The convict quarters had ventilators to let in light and air. The port end would be reasonably light but the bows dark and gloomy. On some ships, in the early days, convicts were kept below most of the time. In many cases they were restrained in chains and were only allowed on deck for fresh air and exercise.
The cramped, unhygienic conditions on the early convict ships were very difficult. As the 19th century progressed, the conditions began to improve. By the 1840s, the routine was more enlightened. Surgeons were no longer in the pay of the ship's master and their sole responsibility was the well-being of the convicts. Daily life even included a Religious Instructor who could both educate the convicts and look after their spiritual needs. Importantly, a bonus was paid to the ship charterers for the safe landing of the prisoners.

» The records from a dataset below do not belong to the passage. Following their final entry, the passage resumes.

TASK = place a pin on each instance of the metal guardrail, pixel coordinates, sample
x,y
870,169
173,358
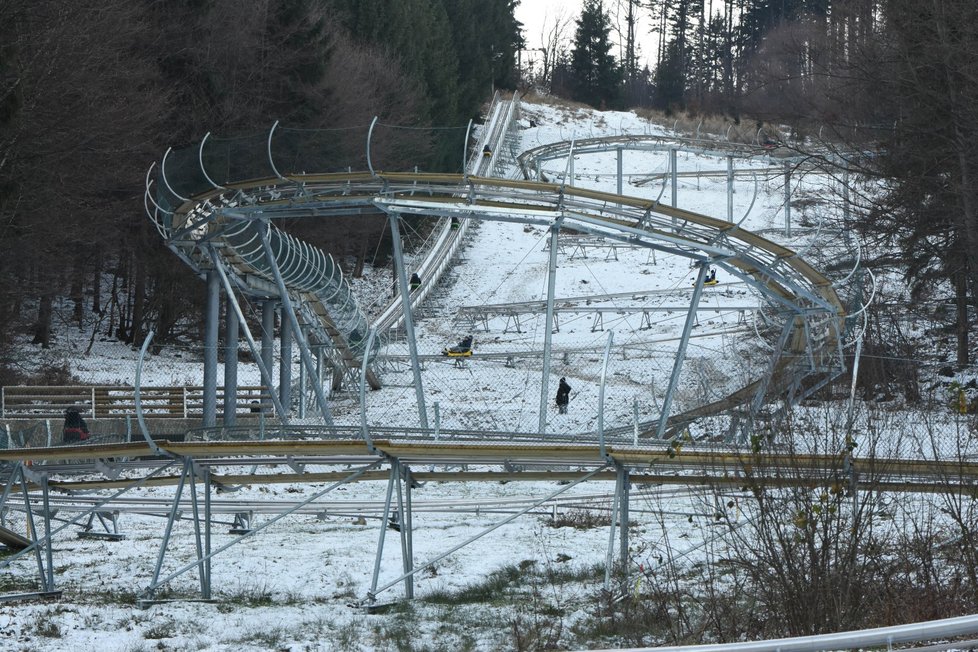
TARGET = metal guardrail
x,y
866,638
108,401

The filthy conditions gave way to a more ordered layout, as described by John Acton Wroth, a literate young man who was transported in the 1840's. He describes an area with bunks along either side of the deck, each separated from its neighbour by a ten inch high board. Four berths of the lower and upper tiers formed a mess, constructed so that four men could sit round a table. Those men occupying mid ship slept in hammocks, slung up each night over the tables. Younger men had these. Each bed had a mattress, pillow and two blankets. The hammock had two blankets only.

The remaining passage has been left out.